In a professional skills setting, Accounting and IT are often seen as complex functions (i.e.: unique). The technical jargon that goes along with them is often confusing. So the perception of value for people that can understand this world and speak the language is high (i.e.: follow through and functionality). And rightly so. If you are adding unique value to business that no one else provides then Woo and Hoo you’re on the right side of keeping your job and doing the right thing for your company.

If you are doing a job that anyone can do…then the value decreases.

When I look at the Human Resources profession I see all of these aspects of a good and valuable ‘product’. They have a unique skill set, they navigate complexity, they follow through with good functionality….but have they demonstrated the capacity to add unique value to someone’s life (someone being the business bosses of course). This is where this historical origins of HR have let us down. HR left the personnel department about 30 years ago…unfortunately the perception of HR, and some people in HR, did not.
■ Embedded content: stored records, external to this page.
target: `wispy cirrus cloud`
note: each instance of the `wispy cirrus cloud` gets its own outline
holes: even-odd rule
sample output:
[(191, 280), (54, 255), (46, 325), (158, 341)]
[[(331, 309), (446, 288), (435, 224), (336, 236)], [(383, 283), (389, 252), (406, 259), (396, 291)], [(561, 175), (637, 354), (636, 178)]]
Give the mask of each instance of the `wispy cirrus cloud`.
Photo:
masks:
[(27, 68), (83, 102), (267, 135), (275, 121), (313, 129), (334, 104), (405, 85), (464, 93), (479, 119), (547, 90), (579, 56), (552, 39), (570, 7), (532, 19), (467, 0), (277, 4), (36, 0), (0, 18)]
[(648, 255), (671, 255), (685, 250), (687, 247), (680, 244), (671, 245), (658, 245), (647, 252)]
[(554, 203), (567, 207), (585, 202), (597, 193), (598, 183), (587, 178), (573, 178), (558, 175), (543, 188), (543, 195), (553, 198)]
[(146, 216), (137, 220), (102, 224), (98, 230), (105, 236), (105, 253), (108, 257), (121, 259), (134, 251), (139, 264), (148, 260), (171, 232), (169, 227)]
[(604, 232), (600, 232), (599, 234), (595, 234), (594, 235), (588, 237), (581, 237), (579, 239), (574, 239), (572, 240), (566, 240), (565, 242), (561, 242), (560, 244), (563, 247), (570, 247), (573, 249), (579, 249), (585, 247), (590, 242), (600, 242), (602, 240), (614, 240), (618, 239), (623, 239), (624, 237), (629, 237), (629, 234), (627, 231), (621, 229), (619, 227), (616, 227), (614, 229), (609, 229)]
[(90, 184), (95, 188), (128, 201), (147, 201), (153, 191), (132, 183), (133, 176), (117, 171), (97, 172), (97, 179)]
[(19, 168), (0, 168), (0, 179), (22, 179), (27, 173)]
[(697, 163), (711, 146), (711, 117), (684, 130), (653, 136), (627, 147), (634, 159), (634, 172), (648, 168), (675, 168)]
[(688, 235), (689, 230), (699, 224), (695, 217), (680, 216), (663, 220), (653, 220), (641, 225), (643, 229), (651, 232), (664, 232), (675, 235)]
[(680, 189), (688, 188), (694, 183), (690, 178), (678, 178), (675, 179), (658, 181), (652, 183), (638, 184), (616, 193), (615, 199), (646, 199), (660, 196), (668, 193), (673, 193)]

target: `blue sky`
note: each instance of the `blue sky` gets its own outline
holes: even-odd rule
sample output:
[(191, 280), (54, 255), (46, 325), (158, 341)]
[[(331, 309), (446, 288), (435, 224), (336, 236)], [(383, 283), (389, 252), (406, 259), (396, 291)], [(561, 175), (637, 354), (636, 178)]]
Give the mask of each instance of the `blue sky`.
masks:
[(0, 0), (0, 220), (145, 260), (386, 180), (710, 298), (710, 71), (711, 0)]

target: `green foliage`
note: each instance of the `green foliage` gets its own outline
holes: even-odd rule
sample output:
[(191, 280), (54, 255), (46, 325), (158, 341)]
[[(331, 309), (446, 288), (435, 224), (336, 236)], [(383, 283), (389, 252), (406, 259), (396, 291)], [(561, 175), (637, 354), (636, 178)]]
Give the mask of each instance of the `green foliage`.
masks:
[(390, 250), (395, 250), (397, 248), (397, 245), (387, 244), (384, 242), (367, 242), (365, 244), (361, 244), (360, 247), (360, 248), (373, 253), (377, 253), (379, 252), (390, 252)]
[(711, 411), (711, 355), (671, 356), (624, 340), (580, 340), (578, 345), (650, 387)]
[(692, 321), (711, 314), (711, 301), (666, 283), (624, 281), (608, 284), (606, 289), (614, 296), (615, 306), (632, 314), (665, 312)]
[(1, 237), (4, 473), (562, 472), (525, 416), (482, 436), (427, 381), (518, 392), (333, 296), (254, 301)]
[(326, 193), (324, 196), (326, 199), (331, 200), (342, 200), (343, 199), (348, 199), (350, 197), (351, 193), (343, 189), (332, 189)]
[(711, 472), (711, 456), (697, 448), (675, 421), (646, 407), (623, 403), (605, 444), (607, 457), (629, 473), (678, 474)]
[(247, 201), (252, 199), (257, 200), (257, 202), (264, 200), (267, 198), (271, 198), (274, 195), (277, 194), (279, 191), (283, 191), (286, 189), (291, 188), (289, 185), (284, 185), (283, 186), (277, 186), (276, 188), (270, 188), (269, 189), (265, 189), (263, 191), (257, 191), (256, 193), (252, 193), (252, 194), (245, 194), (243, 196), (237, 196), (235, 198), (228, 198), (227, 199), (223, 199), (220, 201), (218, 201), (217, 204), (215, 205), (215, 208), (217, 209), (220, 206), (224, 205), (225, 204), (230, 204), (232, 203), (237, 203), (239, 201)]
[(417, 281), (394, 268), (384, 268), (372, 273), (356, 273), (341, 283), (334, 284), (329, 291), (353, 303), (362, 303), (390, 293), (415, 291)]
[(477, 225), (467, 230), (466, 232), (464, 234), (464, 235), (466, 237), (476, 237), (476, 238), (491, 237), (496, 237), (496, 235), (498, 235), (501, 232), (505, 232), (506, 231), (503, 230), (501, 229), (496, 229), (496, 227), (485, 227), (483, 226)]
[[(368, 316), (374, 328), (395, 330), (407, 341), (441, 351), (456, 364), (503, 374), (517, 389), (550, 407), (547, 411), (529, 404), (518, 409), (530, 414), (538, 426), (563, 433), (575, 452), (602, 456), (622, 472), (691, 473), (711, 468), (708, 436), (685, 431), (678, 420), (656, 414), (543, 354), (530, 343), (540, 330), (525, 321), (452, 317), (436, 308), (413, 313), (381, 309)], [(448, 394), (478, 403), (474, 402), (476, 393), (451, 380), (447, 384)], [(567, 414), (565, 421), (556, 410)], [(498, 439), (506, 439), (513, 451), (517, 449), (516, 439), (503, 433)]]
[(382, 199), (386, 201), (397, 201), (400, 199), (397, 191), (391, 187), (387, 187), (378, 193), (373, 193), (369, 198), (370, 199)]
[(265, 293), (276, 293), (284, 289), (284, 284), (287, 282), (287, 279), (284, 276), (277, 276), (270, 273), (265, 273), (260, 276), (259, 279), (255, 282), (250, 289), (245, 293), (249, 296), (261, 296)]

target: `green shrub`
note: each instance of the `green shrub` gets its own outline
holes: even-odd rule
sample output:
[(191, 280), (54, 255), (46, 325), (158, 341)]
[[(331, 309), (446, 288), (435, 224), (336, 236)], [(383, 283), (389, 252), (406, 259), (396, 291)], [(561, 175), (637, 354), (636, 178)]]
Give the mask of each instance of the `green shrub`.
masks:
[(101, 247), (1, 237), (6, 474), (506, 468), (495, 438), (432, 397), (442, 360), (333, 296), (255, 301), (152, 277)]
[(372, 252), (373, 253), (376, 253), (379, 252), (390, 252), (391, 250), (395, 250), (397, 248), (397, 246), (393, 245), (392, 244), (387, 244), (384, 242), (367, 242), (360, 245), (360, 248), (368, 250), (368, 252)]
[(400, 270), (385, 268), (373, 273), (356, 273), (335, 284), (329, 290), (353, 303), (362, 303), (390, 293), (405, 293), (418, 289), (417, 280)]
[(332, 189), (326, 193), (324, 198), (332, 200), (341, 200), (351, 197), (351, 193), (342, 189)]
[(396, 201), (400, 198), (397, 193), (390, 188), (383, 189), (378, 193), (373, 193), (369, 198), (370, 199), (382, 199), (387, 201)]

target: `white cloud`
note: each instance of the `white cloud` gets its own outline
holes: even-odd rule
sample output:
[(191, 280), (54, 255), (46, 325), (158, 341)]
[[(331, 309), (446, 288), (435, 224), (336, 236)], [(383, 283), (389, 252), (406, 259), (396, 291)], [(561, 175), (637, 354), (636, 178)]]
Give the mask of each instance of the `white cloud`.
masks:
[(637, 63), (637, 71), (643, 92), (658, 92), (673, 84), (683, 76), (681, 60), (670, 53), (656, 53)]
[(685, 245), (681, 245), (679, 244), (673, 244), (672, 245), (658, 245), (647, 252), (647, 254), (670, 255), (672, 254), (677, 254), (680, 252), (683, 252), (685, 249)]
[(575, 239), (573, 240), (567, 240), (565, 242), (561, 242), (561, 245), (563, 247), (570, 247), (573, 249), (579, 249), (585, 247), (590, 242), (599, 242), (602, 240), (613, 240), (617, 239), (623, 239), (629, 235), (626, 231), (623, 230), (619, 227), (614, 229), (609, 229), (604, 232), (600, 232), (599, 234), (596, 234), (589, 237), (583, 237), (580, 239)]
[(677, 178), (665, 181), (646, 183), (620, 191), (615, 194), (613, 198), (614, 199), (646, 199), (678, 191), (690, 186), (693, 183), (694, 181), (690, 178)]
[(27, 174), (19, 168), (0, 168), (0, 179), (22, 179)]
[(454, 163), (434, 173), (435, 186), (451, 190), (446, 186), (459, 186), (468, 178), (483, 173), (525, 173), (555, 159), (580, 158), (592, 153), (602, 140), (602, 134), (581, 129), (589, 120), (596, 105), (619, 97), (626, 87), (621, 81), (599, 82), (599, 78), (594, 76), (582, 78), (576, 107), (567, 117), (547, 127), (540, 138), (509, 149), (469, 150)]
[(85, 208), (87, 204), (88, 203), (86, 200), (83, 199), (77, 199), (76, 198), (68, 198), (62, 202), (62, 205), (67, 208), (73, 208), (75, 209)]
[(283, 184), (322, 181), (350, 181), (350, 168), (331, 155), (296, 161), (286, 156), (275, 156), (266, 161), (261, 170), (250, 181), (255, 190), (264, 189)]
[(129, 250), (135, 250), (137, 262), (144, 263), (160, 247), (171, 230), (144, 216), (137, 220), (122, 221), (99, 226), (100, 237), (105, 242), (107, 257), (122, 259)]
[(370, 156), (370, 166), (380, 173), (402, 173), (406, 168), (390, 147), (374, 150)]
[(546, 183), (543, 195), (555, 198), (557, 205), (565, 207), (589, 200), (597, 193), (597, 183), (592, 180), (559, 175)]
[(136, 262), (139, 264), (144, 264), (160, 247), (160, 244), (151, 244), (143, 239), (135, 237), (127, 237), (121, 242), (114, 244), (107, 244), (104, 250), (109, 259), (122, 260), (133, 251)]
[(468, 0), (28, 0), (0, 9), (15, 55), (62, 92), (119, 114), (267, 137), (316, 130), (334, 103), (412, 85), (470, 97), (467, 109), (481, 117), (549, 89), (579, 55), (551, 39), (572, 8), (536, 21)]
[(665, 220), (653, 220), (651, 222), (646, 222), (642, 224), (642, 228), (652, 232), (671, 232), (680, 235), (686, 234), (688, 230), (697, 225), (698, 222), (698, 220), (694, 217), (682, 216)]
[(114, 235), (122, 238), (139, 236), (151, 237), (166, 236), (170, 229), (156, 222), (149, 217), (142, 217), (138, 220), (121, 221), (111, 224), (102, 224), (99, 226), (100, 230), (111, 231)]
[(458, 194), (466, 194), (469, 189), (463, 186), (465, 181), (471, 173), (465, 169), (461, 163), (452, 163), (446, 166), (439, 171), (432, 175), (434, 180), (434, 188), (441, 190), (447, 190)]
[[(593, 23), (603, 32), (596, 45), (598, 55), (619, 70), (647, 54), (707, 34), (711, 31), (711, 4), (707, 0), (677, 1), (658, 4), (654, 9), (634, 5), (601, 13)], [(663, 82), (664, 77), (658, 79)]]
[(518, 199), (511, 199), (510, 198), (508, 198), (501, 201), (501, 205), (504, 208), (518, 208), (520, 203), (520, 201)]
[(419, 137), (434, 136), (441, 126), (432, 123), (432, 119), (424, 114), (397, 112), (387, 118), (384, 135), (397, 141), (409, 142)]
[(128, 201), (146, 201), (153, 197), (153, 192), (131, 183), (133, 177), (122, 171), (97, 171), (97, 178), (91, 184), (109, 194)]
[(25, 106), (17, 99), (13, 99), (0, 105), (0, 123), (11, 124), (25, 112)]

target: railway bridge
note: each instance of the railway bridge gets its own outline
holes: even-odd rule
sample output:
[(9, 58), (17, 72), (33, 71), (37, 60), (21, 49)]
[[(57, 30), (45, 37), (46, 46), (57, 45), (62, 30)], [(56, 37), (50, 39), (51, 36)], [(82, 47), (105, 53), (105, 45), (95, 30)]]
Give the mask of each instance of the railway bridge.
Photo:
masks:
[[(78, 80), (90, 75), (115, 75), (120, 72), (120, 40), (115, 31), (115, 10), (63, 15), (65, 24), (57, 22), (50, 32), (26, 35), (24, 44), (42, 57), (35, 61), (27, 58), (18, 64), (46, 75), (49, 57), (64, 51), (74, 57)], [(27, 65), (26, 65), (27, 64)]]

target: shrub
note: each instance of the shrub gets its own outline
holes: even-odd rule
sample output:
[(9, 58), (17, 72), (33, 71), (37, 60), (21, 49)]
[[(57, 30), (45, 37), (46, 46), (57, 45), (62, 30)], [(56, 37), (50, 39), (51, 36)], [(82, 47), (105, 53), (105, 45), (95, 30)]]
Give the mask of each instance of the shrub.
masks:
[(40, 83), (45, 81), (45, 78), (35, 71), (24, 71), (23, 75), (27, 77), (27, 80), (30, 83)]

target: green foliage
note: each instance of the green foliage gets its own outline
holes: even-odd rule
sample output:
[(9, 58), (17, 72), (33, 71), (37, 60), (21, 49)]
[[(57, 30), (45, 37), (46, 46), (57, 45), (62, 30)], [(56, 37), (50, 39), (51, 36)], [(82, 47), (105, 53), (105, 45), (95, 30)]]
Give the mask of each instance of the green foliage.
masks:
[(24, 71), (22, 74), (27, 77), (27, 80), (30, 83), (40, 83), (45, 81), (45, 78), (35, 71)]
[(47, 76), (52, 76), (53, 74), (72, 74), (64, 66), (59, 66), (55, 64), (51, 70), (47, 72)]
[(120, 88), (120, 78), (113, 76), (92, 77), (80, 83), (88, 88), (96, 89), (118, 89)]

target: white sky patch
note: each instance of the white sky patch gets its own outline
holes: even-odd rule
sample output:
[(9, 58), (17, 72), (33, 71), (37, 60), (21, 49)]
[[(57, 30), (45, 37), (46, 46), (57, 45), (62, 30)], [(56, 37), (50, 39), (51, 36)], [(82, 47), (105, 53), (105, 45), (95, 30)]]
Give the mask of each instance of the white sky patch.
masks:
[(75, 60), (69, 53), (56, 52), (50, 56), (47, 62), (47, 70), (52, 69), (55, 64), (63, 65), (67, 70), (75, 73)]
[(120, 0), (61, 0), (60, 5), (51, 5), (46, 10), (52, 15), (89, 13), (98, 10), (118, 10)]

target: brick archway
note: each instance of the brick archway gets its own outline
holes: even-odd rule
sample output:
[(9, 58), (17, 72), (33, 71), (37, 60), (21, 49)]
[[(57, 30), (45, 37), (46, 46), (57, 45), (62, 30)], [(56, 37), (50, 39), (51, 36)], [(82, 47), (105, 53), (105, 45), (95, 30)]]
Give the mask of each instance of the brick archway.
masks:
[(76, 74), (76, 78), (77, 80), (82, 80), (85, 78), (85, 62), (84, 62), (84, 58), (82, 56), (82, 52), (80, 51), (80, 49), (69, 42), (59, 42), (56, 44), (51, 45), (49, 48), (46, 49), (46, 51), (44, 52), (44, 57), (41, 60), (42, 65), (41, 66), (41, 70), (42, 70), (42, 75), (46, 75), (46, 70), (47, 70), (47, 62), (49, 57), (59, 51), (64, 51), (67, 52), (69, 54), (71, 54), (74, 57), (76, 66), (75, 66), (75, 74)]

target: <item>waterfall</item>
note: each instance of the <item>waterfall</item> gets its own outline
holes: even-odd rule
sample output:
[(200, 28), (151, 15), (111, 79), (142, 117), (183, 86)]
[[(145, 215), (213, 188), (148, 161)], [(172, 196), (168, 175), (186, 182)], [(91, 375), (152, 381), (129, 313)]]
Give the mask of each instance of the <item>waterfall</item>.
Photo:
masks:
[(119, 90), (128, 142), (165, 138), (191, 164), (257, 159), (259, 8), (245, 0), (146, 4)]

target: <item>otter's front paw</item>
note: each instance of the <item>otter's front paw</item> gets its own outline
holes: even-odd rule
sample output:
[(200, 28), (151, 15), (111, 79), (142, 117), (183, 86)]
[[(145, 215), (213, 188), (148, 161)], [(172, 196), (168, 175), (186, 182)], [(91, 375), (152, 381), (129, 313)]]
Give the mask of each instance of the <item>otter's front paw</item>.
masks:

I’ve worked as a strategic HR professional for most of my HR career. This means that I come up with workforce strategies that align directly to the long term goals and operational outcomes of the particular business I’m working for at the time. However when I introduce myself at a party and say I’m HR I’m bombarded with questions about people’s resumes, contracts or payroll concerns. When I explain that’s not what I do in my role they look at me confused and state “but aren’t you HR?”. Well that’s if they don’t tell me that they hate HR and walk away of course.

Sigh…. I think we need a new PR team!

As HR professionals we need to be working hard to show our unique value to our business. When we show value we are valued. Our businesses perception of value will change as more and more highly skilled HR professionals stop doing the paperwork and start enabling the growth and success of the business.

Great Administration Officers are absolute gold in a business so allow them to demonstrate their unique value and do the administration while HR demonstrates their unique value and initiates culture change. We should all contribute the skills and gifts that we have to contribute instead of doing someone else’s job just because that’s what’s ‘needed’ at the time.

I have a pollyanna approach to life so I know we can change perceived value. And I’m a realist so I know takes time, blood, sweat and tears.

If your business isn’t valuing your profession, perhaps it’s time to change that. It starts with each of us taking a stand and demonstrating the unique value of our profession.

Let’s stop doing each other’s jobs and accept the unique skills and gifts that we have to give are valuable.